I’ll finish my analysis with this little gem, tucked away on page 26, featuring several towns far, far away.
Check out the picture of a place unnamed in the caption. “Four towns in the south-east have been named” wrote the sub-editor, whose will to live is clearly ebbing dangerously under the weight of producing so many pages with so few staff.
Could they have not found a better archive image of Gravesend, Swanley, or Erith?

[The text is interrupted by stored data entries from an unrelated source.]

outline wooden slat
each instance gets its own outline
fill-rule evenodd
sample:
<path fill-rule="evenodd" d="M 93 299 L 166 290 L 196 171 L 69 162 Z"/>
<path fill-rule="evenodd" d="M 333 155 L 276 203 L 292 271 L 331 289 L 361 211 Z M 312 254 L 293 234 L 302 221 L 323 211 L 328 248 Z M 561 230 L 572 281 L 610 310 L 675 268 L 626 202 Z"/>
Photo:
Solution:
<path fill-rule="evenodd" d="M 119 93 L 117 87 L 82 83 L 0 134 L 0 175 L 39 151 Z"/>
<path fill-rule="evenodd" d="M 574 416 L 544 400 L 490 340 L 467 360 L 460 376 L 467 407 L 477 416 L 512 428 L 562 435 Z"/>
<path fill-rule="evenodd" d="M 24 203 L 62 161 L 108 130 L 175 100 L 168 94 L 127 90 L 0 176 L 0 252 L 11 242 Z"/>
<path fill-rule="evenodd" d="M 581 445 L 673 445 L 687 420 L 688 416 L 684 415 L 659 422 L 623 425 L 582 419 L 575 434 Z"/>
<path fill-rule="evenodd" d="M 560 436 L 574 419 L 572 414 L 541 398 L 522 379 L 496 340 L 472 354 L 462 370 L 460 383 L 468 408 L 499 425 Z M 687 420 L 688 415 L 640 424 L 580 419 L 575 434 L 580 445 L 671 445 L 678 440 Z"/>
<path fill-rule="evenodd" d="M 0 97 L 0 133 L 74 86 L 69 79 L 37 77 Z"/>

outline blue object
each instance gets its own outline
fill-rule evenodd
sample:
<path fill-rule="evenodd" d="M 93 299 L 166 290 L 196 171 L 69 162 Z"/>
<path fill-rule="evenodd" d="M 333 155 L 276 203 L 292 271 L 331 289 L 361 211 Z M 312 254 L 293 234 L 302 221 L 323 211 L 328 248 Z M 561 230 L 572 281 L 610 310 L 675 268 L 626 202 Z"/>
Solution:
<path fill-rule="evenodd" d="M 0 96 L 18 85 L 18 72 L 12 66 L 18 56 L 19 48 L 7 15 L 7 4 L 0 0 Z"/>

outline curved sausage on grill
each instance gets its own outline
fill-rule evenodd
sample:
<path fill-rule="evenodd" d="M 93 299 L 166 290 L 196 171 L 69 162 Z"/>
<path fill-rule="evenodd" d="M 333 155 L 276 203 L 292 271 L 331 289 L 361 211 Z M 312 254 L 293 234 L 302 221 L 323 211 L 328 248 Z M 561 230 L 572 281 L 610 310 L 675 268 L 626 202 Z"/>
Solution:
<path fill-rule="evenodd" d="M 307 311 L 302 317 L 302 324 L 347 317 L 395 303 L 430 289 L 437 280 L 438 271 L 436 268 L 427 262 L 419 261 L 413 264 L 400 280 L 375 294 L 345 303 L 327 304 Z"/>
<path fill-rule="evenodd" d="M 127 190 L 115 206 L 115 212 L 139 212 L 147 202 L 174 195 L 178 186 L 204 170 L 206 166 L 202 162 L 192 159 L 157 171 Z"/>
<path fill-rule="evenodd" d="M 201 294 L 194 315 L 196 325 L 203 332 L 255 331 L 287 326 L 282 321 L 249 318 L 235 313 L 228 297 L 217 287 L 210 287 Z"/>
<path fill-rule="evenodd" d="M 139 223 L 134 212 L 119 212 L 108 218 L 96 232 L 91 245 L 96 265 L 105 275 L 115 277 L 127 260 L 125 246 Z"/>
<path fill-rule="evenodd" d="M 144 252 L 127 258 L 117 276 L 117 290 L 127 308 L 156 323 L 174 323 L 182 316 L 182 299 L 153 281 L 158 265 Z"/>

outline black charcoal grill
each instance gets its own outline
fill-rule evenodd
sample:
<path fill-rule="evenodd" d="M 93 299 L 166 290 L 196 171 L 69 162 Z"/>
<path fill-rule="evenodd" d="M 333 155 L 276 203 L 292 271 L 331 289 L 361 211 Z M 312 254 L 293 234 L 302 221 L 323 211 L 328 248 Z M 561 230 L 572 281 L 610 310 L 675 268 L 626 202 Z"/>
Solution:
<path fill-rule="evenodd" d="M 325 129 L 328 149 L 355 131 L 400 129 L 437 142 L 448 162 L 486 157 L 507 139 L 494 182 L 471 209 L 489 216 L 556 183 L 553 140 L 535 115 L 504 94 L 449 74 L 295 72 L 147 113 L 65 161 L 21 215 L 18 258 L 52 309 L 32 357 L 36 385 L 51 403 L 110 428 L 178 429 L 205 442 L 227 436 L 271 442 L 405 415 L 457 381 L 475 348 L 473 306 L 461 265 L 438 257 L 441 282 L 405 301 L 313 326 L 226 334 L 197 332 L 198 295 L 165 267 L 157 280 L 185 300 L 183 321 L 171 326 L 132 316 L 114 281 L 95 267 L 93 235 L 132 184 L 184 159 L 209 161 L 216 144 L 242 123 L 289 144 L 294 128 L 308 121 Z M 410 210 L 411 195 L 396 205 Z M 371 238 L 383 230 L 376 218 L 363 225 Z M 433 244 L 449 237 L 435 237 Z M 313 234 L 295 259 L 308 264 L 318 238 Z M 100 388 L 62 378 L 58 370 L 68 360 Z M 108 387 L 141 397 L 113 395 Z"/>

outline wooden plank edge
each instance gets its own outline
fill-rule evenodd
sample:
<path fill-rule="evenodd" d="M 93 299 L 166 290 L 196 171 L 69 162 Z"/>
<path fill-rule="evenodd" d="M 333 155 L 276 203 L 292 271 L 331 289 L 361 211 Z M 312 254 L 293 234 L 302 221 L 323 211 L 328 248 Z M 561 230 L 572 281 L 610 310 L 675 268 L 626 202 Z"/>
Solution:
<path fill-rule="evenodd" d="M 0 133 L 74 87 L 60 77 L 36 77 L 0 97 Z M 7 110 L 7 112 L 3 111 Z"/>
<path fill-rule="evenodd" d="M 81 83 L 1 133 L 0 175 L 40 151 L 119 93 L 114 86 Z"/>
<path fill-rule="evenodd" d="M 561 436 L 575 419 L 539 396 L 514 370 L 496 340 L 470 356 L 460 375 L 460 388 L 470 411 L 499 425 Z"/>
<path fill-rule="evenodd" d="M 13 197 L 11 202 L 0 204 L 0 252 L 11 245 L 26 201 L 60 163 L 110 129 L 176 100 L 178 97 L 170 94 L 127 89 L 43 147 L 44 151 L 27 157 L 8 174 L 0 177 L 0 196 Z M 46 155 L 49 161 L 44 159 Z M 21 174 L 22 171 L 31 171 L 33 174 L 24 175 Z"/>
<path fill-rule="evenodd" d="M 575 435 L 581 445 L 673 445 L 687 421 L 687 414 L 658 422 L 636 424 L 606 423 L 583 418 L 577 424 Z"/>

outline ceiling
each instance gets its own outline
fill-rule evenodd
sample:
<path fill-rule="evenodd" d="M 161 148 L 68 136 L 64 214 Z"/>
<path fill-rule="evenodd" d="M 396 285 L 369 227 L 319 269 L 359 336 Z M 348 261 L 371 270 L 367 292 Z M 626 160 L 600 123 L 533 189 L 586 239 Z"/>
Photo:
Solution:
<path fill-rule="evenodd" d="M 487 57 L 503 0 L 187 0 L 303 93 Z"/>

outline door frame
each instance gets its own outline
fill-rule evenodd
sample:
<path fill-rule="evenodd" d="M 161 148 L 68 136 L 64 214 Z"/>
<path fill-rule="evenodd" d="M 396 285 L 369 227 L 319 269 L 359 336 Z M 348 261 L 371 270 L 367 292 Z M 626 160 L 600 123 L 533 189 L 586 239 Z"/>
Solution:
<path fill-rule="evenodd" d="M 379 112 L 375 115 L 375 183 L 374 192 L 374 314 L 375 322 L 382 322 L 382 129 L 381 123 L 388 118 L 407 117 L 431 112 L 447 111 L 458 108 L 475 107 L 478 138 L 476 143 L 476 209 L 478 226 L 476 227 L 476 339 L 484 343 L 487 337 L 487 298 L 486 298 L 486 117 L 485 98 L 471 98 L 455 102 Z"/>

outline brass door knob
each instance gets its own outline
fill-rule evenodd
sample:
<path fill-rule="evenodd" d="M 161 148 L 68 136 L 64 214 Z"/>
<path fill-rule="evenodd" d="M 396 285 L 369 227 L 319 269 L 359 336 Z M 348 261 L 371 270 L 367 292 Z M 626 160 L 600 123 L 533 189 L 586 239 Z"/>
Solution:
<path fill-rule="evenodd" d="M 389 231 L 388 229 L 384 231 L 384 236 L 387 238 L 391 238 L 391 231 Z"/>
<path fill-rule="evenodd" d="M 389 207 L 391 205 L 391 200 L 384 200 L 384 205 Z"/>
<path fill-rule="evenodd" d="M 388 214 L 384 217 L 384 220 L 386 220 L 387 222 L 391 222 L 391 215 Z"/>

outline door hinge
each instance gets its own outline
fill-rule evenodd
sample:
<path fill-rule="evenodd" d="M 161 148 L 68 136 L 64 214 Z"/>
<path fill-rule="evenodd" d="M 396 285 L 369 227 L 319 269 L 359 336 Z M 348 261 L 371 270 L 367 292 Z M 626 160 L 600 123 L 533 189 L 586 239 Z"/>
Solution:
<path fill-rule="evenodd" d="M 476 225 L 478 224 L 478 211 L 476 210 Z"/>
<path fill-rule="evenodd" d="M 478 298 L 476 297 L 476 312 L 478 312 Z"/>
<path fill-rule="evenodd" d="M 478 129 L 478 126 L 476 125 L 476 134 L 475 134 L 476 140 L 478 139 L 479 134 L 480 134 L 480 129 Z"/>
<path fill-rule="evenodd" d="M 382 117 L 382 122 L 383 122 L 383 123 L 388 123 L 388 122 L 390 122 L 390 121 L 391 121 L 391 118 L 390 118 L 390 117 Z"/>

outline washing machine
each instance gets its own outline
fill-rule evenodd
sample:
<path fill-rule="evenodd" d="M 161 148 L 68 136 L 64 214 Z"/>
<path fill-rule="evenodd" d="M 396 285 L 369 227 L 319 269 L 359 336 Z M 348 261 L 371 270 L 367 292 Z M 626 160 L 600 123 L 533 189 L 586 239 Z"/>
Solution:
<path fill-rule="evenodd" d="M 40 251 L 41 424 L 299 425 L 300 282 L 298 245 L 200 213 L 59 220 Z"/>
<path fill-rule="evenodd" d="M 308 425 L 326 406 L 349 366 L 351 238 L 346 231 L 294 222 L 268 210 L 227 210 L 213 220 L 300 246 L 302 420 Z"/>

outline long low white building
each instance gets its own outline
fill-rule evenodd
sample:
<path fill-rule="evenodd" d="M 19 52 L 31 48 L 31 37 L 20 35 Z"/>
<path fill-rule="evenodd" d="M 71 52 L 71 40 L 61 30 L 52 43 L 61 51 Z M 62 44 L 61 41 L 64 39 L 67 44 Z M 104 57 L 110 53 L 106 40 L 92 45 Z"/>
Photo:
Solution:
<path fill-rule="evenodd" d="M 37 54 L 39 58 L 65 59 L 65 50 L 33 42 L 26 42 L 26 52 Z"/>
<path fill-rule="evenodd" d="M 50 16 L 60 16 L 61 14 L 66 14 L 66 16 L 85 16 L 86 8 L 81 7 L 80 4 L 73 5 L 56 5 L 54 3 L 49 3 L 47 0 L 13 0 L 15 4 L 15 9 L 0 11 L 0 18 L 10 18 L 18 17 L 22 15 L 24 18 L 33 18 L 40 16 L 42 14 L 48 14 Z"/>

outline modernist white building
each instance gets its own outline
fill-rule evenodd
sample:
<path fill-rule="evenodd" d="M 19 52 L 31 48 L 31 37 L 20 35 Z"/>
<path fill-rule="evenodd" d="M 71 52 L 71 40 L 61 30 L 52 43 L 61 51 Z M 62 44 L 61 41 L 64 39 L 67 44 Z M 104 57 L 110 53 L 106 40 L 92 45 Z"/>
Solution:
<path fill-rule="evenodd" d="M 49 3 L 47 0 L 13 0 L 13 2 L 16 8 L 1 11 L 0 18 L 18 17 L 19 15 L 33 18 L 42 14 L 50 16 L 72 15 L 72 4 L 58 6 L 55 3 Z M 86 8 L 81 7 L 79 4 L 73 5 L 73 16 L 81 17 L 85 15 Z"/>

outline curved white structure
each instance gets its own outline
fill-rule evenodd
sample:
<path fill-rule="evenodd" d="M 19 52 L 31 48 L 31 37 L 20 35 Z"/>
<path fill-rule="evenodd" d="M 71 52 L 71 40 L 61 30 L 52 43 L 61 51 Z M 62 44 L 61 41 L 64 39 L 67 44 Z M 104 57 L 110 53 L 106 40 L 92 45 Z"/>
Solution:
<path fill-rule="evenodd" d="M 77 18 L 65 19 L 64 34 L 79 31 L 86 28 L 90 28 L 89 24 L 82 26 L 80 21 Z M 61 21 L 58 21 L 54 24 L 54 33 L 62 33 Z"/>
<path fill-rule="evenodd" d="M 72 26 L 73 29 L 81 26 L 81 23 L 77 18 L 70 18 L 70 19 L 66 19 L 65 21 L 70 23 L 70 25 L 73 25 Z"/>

But hang on. Surely they haven’t raided Google Street View? Surely…
Oh.
So there you have it: a week in Lewisham and Catford (but mostly not), according to News (in a loose sense of the word) Shopper.
Read it and weep.
POSTSCRIPT: Whatever your political persuasion, the government’s decision to set up the Cairncross review into the newspaper industry and its sustainability should be a Good Thing for journalism, accountability and local democracy. But if there’s a message from this blog – apart from how under-resourced and, well, rubbish, our main local newspaper is – it should be this. Get some of the poor buggers who are at the coalface involved. I am not the first to say this. It’s already been said here. And here. But surely their take on what it’s like to produce a local newspaper (a point included in the terms of reference) on current resources is an important one to hear from the people who know best? That is, if things are to change – as they really, really must.